Based on my own government’s observations on foreign affairs, there is a clear connection between religious freedom and social stability, and where there is an absence of freedom of faith, there is a greater chance for religious extremism and violence to take hold. A growing number of political and social studies, such as by the Pew Research Center, corroborate these findings, showing a distinct correlation between government restrictions on religion and social hostilities. This is why it is so crucial to protect freedom of religion and to engage in interfaith dialogue. It’s about building bridges of understanding. And the more we do this, the more we will realize that despite our outward differences, we really have a lot in common.
As President Obama once said, “We’re all born equal, with inherent dignity.” And above all, we all share similar hopes and dreams: to be respected and included, to live peacefully and successfully, and to give our children the best possible opportunities in life. In fact, when I think about what we built with Kavana, one of our key inspirations was Rick Warren’s Saddleback church and his model of hospitality and intra-community affinity group creation.

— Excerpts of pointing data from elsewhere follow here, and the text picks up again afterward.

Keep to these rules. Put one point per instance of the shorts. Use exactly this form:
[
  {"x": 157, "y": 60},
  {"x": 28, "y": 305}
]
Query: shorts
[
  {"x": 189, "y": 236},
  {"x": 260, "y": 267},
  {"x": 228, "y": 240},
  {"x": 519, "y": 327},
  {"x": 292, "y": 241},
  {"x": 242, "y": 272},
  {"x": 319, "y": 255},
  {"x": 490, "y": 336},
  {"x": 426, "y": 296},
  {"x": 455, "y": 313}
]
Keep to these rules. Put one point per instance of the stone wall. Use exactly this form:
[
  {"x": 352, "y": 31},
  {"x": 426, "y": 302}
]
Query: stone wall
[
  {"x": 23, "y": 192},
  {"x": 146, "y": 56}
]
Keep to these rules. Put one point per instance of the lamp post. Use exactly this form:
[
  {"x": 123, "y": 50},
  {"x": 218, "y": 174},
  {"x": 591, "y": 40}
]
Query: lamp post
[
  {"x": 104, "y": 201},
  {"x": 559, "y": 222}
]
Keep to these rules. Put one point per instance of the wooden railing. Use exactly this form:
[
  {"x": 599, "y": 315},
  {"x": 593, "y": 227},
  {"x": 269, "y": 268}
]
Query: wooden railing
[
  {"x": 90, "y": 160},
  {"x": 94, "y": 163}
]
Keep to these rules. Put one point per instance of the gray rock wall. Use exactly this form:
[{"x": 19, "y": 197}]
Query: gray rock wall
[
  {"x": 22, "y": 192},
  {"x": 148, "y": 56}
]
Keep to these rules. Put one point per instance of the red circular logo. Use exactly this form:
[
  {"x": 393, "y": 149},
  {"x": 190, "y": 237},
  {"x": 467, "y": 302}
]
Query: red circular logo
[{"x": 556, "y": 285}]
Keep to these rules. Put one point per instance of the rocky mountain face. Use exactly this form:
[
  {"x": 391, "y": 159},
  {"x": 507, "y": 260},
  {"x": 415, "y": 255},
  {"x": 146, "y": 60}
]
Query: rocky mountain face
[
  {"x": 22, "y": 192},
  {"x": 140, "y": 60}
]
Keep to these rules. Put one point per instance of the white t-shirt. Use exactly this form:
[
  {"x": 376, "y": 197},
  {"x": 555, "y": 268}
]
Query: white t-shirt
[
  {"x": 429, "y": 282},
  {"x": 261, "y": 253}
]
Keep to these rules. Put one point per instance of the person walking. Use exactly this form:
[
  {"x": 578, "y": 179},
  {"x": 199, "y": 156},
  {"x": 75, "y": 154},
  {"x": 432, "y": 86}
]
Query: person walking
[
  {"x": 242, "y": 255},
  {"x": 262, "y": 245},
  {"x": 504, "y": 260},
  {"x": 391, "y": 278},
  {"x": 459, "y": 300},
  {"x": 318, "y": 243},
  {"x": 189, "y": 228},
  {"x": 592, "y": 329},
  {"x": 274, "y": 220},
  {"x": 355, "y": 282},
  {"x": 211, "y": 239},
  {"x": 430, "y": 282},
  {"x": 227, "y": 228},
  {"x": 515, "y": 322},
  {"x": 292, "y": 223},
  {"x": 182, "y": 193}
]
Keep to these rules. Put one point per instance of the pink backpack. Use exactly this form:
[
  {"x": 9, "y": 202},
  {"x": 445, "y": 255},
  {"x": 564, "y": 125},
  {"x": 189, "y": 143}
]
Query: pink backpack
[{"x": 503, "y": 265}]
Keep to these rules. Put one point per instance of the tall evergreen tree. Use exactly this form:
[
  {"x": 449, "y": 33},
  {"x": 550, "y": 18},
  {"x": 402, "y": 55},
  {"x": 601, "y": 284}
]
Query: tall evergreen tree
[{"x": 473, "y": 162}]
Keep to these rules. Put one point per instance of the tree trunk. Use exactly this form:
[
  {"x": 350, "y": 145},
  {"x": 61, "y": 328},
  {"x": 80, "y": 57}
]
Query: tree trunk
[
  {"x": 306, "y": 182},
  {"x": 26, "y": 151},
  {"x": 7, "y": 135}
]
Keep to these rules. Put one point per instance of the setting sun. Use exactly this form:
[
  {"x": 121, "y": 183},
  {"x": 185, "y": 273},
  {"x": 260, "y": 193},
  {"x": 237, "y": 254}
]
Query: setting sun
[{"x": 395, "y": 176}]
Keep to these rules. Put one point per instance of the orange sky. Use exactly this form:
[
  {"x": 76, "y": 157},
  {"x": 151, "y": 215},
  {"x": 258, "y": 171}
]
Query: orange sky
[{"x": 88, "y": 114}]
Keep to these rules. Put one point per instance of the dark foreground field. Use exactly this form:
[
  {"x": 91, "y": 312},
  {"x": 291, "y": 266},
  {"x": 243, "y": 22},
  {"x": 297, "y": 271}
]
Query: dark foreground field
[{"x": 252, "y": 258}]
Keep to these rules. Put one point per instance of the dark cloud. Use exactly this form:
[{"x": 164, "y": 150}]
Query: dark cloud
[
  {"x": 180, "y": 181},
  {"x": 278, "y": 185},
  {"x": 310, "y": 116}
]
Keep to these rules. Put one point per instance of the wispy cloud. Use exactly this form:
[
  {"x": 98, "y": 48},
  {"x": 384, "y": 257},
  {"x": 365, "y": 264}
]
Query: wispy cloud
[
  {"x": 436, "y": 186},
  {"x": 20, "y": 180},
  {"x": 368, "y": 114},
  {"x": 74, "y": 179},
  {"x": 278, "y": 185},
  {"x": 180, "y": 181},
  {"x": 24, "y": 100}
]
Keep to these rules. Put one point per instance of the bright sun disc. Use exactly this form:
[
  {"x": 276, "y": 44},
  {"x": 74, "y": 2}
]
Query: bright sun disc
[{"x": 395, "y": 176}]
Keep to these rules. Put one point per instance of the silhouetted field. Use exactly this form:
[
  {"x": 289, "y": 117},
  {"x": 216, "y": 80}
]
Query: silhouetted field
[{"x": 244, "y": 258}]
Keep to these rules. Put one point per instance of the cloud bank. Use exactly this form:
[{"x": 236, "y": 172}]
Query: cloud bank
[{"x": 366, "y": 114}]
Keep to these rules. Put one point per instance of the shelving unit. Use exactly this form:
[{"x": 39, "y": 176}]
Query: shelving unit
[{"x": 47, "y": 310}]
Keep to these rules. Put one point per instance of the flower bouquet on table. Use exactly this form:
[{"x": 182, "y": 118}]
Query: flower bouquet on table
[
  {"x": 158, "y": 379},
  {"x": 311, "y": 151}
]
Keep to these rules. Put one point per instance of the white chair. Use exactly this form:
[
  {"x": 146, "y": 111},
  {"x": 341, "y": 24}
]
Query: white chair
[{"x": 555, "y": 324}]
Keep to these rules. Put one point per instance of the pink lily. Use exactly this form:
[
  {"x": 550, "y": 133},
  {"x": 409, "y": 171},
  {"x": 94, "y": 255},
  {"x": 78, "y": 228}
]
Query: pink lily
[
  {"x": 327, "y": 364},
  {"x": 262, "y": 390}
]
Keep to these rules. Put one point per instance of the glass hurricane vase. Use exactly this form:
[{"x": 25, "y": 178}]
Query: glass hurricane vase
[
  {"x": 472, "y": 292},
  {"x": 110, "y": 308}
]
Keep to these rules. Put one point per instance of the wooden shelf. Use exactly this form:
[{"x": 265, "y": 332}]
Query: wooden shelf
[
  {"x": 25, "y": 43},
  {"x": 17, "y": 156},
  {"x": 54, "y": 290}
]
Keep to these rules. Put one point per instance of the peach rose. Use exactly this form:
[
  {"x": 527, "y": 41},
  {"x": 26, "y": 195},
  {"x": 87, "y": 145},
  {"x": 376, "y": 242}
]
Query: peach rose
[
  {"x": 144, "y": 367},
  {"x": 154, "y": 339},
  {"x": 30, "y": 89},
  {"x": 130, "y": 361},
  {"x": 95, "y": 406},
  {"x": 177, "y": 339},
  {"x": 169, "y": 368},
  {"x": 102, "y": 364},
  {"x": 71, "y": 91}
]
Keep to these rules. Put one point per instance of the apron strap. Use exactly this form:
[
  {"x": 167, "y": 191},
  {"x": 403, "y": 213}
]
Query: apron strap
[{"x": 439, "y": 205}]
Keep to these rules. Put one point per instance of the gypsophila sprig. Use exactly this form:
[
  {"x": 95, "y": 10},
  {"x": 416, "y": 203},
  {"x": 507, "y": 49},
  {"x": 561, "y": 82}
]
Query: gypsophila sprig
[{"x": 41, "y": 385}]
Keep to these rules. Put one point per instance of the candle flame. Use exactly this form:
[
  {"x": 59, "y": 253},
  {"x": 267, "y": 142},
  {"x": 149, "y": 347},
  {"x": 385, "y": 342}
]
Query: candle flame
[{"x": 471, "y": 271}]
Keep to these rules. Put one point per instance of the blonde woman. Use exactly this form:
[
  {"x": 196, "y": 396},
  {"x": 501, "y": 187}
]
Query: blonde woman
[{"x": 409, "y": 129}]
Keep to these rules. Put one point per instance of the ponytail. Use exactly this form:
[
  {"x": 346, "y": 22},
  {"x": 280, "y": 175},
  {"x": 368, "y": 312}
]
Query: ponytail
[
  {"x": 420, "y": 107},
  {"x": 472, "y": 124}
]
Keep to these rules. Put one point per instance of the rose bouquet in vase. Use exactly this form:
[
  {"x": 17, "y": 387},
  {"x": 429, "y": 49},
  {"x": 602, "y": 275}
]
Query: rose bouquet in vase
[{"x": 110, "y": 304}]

I know, very personally, how much energy it takes to create, sustain and nourish a religious community. But we can draw our strength from the knowledge that we are building platforms of love and healing that truly make our communities and the world a better place! I also know that creating community and then reaching out to connect in an interreligious forum frequently pushes people far beyond our comfort zones. I’ll tell you – whether it was back when I was involved in Kavana or whether it’s today as the United States Ambassador – every day, I go beyond my comfort zone! But it is so worth every ounce of energy – nervous or otherwise – that we put into these actions. Just two weeks ago, Eric and I attended the 10th anniversary of the Kavana Cooperative. We danced, sang, and learned with our community. And we saw how our work helped those families have more meaningful and more joyous Jewish lives. And on an interreligious basis, the cooperation we build, breaks down walls and stereotypes, and builds bridges and even more warmth and understanding in the world.
We, as women leaders – along with men who understand the importance of diversity – have a lot of work ahead of us, but we are stronger when we face and embrace that work together. I salute you for your proactivity in coming together, for standing up and making your voices heard, and for devoting yourselves to building stronger, more resilient, and more tolerant communities. Let’s work together to make our common hopes and dreams a reality for all: Zusammen!